B.S. AND MINOR IN INFORMATION SYSTEMS
The B.S. in Information Systems program covers the basic concepts proposed by the ACM/AIS model curriculum, including:
I. Technological Concepts:
Networking & Security
Mobile App Development
Dynamic Web Technologies
II. Organizational Concepts:
General Organization Theory
Information Systems Management
Managing the Process of Change
Legal and Ethical
III. Developmental Concepts (Systems Concepts)
Approaches to Systems Development
Systems Development Concepts and Methodologies
Systems Development Tools and Techniques
Enterprise Information System
Enterprise Resource Planning
Security & Risk Management
Information and Business Analysis
Information Systems Design
Systems Implementation and Testing Strategies
Systems Integration, Operation, and Maintenance
Systems Development for Specific Types of Information Systems.
The department's regularly updated curricula are taught by a team of highly qualified faculty that engages in research and brings corporate and government technical IT work experience to the classroom. The program enables the student to develop solid foundations in key technologies, methodologies, processes, and in organizational skills
What's the Difference between Computer Science, Computer Engineering, and Information Systems?
Computer Science: The science that deals with designing and improving the efficiency of computers with the computer in mind. The field requires study of design of operating systems, data structures, extensive programming and discrete mathematics.
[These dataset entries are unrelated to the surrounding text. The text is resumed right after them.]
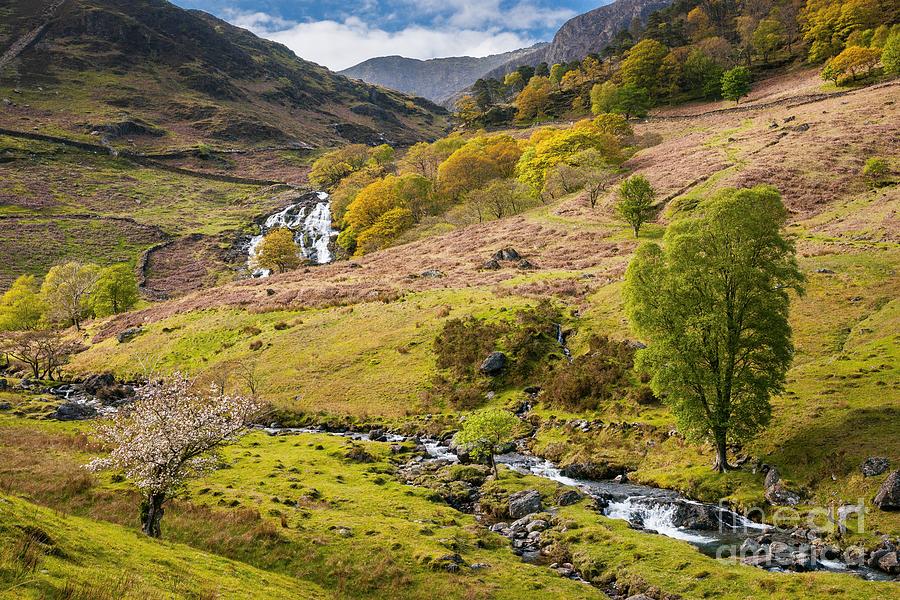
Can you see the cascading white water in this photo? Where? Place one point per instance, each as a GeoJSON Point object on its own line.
{"type": "Point", "coordinates": [310, 220]}
{"type": "Point", "coordinates": [654, 516]}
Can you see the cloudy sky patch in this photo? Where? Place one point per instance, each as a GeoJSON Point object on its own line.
{"type": "Point", "coordinates": [340, 34]}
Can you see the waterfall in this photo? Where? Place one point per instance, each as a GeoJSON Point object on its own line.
{"type": "Point", "coordinates": [310, 221]}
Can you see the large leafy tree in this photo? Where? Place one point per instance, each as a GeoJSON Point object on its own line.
{"type": "Point", "coordinates": [642, 64]}
{"type": "Point", "coordinates": [21, 307]}
{"type": "Point", "coordinates": [278, 251]}
{"type": "Point", "coordinates": [66, 292]}
{"type": "Point", "coordinates": [736, 83]}
{"type": "Point", "coordinates": [713, 305]}
{"type": "Point", "coordinates": [116, 290]}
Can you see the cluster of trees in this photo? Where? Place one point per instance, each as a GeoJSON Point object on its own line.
{"type": "Point", "coordinates": [695, 49]}
{"type": "Point", "coordinates": [377, 197]}
{"type": "Point", "coordinates": [32, 313]}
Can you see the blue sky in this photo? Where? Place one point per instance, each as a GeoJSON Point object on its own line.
{"type": "Point", "coordinates": [341, 34]}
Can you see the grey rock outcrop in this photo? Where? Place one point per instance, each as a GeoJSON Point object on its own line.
{"type": "Point", "coordinates": [524, 503]}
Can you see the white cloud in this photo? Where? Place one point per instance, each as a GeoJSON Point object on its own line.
{"type": "Point", "coordinates": [520, 16]}
{"type": "Point", "coordinates": [339, 45]}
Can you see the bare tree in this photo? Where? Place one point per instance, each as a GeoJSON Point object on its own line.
{"type": "Point", "coordinates": [168, 436]}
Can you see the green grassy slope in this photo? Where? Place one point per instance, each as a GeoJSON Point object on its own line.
{"type": "Point", "coordinates": [45, 554]}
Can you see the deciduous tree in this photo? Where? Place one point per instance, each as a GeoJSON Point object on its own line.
{"type": "Point", "coordinates": [21, 307]}
{"type": "Point", "coordinates": [485, 431]}
{"type": "Point", "coordinates": [713, 304]}
{"type": "Point", "coordinates": [736, 84]}
{"type": "Point", "coordinates": [533, 101]}
{"type": "Point", "coordinates": [168, 436]}
{"type": "Point", "coordinates": [66, 292]}
{"type": "Point", "coordinates": [116, 291]}
{"type": "Point", "coordinates": [635, 203]}
{"type": "Point", "coordinates": [278, 252]}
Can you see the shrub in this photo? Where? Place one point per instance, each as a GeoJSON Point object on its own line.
{"type": "Point", "coordinates": [876, 168]}
{"type": "Point", "coordinates": [601, 375]}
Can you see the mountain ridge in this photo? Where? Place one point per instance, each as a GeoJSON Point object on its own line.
{"type": "Point", "coordinates": [190, 76]}
{"type": "Point", "coordinates": [438, 79]}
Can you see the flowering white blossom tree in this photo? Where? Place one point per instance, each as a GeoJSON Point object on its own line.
{"type": "Point", "coordinates": [169, 435]}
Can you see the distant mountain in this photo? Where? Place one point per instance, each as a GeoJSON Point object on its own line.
{"type": "Point", "coordinates": [163, 76]}
{"type": "Point", "coordinates": [438, 79]}
{"type": "Point", "coordinates": [585, 34]}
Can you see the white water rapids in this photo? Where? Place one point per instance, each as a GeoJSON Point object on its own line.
{"type": "Point", "coordinates": [310, 221]}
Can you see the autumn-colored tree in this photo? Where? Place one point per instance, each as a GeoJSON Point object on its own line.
{"type": "Point", "coordinates": [514, 82]}
{"type": "Point", "coordinates": [768, 37]}
{"type": "Point", "coordinates": [384, 230]}
{"type": "Point", "coordinates": [533, 101]}
{"type": "Point", "coordinates": [168, 436]}
{"type": "Point", "coordinates": [499, 198]}
{"type": "Point", "coordinates": [384, 209]}
{"type": "Point", "coordinates": [278, 252]}
{"type": "Point", "coordinates": [21, 307]}
{"type": "Point", "coordinates": [890, 55]}
{"type": "Point", "coordinates": [479, 161]}
{"type": "Point", "coordinates": [558, 146]}
{"type": "Point", "coordinates": [425, 159]}
{"type": "Point", "coordinates": [827, 24]}
{"type": "Point", "coordinates": [850, 64]}
{"type": "Point", "coordinates": [329, 169]}
{"type": "Point", "coordinates": [116, 291]}
{"type": "Point", "coordinates": [347, 190]}
{"type": "Point", "coordinates": [66, 292]}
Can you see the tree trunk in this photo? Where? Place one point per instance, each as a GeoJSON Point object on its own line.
{"type": "Point", "coordinates": [721, 452]}
{"type": "Point", "coordinates": [151, 515]}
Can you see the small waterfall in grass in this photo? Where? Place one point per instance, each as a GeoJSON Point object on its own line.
{"type": "Point", "coordinates": [561, 340]}
{"type": "Point", "coordinates": [310, 221]}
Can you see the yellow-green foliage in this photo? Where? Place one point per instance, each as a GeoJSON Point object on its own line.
{"type": "Point", "coordinates": [550, 147]}
{"type": "Point", "coordinates": [479, 161]}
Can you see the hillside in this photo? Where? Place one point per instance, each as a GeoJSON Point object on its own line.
{"type": "Point", "coordinates": [438, 79]}
{"type": "Point", "coordinates": [465, 399]}
{"type": "Point", "coordinates": [147, 74]}
{"type": "Point", "coordinates": [321, 361]}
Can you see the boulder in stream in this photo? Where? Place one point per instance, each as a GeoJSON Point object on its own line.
{"type": "Point", "coordinates": [524, 503]}
{"type": "Point", "coordinates": [874, 466]}
{"type": "Point", "coordinates": [493, 364]}
{"type": "Point", "coordinates": [888, 497]}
More or less, this field requires extensive coding (writing programs).
A computer science major may create software for anti-virus.
Computer Engineering: The design and development of computer hardware e.g., Central Processing Unit, Memory, Hard Disks, communication ports, cooling. The field requires study of materials, Electrical engineering principles, heat transfer, extensive calculus and programming.
Information Systems: The design and development of automated systems that are used in enterprises. The field requires study of business fundamentals (purchasing, sales, accounting, logistics, finance), systems analysis, database systems, networking and security, enterprise systems, project management. The IS major will interface with employees and/or customers to provide them with automated solutions that meet their needs. The field requires business knowledge to analyze the needs of employees/customers/partners (understand the business language and business terms), technology principles, and ability to design solutions.